Greek Street is a typical high concept Vertigo book that self-consciously draws from and blends myth, fantasy, horror, and genre pulp fiction. These books are in some ways the mirror image of the super-hero universe titles that DC (and Marvel) maintain. Both fetishize violence and power in their own ways. And both can take too much pride in regurgitating their respective traditions. Vertigo's serials just prefer citing the likes of Lovecraft, Brothers Grimm, Sophocles or the Bible to Julius Schwartz or Stan Lee. This reinvention can certainly work. Alan Moore and Neil Gaiman have built their careers on it and have written some brilliant comics in the process. But over-reliance on any formula can also be used to mask a lack of originality or narrative weaknesses.

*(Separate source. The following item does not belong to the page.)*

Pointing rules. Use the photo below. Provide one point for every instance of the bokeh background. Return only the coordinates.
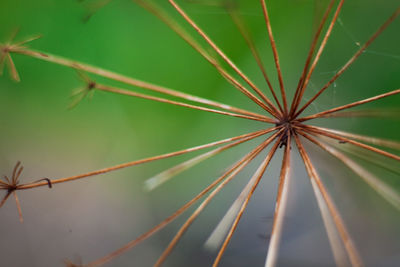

Set in modern-day London, Greek Street starts off on an unfortunately pedantic note when a stripper fends off the unwanted attentions of a patron by revealing that history is composed of "eternal recurrences" and people are like "Medea and Agamemnon...still playing at the temple of Dionysus." The scene shifts to the main protagonist and Oedipal figure as he reconnects with his long lost mother. Their story is a complete reversal of the classic myth in that the hero knowingly tracks down and manipulates his mother before their blood relationship is revealed. But after accidentally killing her, he becomes a latter day Orestes fleeing to Soho's Greek Street, but unable to escape his guilt over his dead mother.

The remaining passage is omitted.